In a parallel universe the Nazis have won the war and Adolf Hitler moves to Los Angeles where he mingles with the stars of the silver screen while running his evil empire from a luxurious ranch deep in the LA hills.

But during the 1930s, American sympathizers were so confident this exact scenario was actually going happen they spent millions building a deluxe compound ready for their fuhrer’s imminent arrival.

Equipped with a diesel power plant, 375,000 gallon concrete water tank, giant meat locker, 22 bedrooms and even a bomb shelter, the heavily guarded estate was home to a community of Hollywood fascists who hoped to ride out the war there.

There were further plans to build five libraries, a swimming pool, several dining rooms and a gymnasium with money from Germany.

But on the day after Pearl Harbor, as America entered World War Two, police raided the premises and rounded up the the 50 or so American fascists who were living there.

Today the eerie landmark lies in ruins, splattered with graffitti, and awaiting the bulldozers so it can be turned into a picnic area for hikers, a soon-to-be forgotten slice of American history.

Close to the homes of actors and directors such as Stephen Spielberg, the site has been a magnet for historians, curiosity-seekers and modern-day nazis.

At one point after the war it became an artists colony and was home to the novelist Henry Miller.

It was built by the Silver Shirts, a sinister group of 1930’s fascists who took their name from Hitler’s Brown Shirts grass roots organization. Their official name was the ‘Silver Legion’, but were nicknamed the ‘Silver Shirts’ due to their attire. A silver shirt, silver tie,  a campaign hat and blue corduroy trousers with leggings.
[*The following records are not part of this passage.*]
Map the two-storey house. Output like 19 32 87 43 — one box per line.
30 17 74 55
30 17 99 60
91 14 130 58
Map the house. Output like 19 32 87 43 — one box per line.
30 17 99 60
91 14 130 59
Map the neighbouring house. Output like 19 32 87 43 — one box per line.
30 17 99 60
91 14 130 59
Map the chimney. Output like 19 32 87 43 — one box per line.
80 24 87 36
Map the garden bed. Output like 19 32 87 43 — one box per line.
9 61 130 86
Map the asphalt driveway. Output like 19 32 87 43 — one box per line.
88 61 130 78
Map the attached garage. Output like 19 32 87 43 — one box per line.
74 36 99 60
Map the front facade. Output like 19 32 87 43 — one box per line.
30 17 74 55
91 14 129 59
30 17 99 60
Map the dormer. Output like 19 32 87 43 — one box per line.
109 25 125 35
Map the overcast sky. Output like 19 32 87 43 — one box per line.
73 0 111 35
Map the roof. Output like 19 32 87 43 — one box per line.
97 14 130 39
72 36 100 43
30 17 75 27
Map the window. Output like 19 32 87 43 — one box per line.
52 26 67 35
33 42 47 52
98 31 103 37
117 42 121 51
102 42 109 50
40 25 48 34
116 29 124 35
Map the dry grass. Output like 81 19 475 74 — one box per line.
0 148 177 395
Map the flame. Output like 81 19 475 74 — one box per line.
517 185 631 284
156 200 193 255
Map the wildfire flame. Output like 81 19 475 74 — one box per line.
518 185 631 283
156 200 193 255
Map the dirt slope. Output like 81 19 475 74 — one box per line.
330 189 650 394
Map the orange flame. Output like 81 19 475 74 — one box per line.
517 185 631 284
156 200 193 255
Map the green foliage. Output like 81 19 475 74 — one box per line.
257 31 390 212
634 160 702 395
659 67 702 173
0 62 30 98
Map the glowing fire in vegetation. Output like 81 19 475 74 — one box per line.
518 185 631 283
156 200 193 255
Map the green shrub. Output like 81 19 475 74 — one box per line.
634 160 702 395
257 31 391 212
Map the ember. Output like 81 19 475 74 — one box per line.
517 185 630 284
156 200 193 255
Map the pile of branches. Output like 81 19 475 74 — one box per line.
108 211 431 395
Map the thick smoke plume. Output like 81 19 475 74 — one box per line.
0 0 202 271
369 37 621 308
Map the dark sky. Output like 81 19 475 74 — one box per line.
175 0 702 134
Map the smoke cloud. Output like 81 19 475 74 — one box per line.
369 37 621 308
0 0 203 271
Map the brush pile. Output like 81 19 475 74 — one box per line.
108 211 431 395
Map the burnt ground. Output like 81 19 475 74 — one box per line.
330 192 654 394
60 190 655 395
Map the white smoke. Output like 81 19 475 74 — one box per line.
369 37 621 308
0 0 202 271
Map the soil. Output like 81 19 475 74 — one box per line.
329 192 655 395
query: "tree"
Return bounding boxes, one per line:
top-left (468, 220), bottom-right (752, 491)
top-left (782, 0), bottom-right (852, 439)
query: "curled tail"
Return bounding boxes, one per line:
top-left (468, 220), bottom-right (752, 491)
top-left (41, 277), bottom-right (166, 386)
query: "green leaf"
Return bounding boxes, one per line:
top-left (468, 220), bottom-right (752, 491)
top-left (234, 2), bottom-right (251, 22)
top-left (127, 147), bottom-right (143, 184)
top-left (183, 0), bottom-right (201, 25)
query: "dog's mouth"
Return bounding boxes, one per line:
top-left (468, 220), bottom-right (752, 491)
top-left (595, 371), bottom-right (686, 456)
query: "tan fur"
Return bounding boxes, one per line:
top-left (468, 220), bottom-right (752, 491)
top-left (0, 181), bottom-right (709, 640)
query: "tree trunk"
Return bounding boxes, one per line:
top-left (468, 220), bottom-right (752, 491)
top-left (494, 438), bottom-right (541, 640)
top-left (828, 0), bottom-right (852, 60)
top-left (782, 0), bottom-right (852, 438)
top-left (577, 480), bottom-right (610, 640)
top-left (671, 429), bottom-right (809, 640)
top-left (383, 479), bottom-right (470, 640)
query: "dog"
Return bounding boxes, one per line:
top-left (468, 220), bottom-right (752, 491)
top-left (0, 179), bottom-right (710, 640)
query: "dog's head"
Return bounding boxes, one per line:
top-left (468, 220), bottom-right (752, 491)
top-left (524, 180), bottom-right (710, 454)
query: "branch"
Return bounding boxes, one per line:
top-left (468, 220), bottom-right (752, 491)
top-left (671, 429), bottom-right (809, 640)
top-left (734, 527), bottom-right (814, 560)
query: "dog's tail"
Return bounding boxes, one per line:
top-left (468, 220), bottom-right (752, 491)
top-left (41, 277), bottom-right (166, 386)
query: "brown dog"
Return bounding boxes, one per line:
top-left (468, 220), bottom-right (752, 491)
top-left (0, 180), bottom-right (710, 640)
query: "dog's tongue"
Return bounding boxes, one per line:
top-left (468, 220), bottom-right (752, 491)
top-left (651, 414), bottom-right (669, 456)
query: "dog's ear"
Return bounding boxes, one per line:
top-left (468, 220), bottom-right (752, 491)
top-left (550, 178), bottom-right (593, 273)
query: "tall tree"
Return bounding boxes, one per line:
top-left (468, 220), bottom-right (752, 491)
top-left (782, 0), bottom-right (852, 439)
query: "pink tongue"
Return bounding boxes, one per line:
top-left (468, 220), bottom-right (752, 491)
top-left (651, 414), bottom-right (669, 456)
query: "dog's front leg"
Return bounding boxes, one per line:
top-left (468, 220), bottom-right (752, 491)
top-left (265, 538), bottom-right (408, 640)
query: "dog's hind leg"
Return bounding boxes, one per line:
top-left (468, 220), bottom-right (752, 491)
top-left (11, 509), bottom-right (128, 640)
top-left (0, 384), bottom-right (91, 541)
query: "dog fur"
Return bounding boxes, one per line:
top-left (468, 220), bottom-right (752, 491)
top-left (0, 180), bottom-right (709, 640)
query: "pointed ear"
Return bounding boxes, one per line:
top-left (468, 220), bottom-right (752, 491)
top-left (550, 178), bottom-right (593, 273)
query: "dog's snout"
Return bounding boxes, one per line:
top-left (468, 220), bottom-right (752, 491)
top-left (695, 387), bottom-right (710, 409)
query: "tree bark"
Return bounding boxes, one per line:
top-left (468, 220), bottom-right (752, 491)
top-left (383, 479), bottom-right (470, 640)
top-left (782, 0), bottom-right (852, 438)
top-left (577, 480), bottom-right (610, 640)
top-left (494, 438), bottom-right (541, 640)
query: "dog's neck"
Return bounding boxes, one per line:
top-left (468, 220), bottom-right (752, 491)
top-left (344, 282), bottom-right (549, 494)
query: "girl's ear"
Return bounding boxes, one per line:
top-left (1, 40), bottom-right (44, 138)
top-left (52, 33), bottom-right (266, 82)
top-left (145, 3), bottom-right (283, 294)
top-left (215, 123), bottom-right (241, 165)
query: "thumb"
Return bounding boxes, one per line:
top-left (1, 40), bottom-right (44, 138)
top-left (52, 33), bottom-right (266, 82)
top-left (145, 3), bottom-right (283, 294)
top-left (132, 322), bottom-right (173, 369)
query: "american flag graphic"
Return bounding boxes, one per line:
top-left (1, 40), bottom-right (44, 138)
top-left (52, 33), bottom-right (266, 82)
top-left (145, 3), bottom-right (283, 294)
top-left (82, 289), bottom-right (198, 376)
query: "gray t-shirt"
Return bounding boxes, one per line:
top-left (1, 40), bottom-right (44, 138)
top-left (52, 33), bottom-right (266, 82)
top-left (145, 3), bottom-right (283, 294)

The shirt was emblazened with a large scarlett ‘L’ signifying Loyalty, Liberation and Legion.

By 1934, the Silver Shirts had about 15,000 members, led by William Pelley and funded directly by Nazi Germany.

Fascism had been on the rise in the wake of the Great Depression and the Silver Shirts were one of the most fanatical groups.

The 55-acre ranch, was sold to mining fortune heiress Jessie Murphy in 1933 by screen cowboy Will Rogers.

In the next few years, Murphy struck up a relationship with a German man known only as Herr Schmidt. Unbeknownst to her, Schmidt was Hitler’s agent in America.

He persuaded her to invest $4million ($66 million today) to transform the property into a nazi stronghold fit for Hitler.

Historian Randy Young said, “This was supposed to be the seat of American fascism from where Hitler would one day run the United States”.

“The neighbors were a little freaked out by the construction and weird happenings, but until war broke out, they thought they were just eccentric people.”